On April 7, 2015, at 2:30 AM, police in Ottawa, Illinois, responded to a call that Spiezio punched out a window at the apartment where his then-girlfriend and infant son lived. Spiezio fled police and was later found through the use of a K-9 tracker behind a building, resulting in him being tased in order to be brought into custody. No charges were immediately filed.

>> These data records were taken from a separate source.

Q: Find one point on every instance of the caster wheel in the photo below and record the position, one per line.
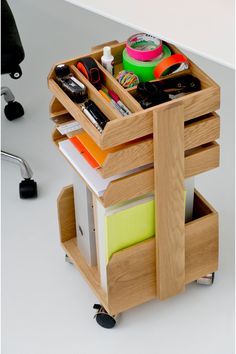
(28, 189)
(16, 73)
(207, 279)
(67, 259)
(13, 110)
(103, 318)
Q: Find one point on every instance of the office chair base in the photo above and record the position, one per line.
(28, 189)
(13, 110)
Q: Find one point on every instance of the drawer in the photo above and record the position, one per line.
(132, 272)
(139, 152)
(120, 129)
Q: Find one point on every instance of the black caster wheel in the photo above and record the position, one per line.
(103, 318)
(13, 110)
(28, 189)
(207, 279)
(67, 259)
(16, 73)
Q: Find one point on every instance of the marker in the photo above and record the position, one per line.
(116, 98)
(90, 117)
(112, 102)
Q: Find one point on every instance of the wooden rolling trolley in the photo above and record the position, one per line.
(178, 137)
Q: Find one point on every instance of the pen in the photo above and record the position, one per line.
(116, 98)
(112, 102)
(90, 117)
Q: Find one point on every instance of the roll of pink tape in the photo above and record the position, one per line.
(144, 47)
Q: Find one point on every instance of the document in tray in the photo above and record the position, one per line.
(89, 174)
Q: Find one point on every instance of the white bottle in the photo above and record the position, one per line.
(107, 60)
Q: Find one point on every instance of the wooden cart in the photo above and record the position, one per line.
(180, 142)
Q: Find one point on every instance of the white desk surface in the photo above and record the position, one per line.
(204, 27)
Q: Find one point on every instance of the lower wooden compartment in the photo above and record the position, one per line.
(131, 272)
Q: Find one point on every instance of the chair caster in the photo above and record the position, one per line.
(28, 189)
(13, 110)
(103, 318)
(207, 279)
(67, 259)
(16, 73)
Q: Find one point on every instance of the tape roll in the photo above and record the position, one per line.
(162, 68)
(144, 47)
(144, 69)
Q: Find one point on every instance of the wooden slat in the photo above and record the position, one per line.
(96, 97)
(168, 137)
(131, 272)
(66, 214)
(197, 132)
(75, 111)
(201, 247)
(201, 131)
(128, 158)
(123, 129)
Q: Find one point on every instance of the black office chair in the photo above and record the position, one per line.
(12, 54)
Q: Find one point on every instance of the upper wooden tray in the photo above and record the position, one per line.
(140, 123)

In a 2022 interview with The Athletic, Spiezio revealed that he had spent the better part of 13 years battling substance abuse. He traced his downward spiral to the 2004 spring training injury, when the strain of being sidelined led him to begin drinking heavily, eventually drinking as much as a gallon of vodka per day. Over the years, he also became a cocaine addict. He admitted that during his time with the Cardinals, he frequently drank during games. As early as 2006, he had alienated so many of his friends in his hometown that no one joined him to celebrate the 2006 World Series win; in contrast, his friends threw him a huge party after the 2002 Series. By 2022, he had 12 stints in rehab and five arrests. His drug habit cost him both of his marriages and strained relationships with his family. His parents did not speak to him at all from 2005 to 2007 and had only sporadic contact with him from 2007 to 2011. He finally bottomed out in 2018, when he went to the hospital with severe jaundice from a badly damaged liver. He has been sober since then.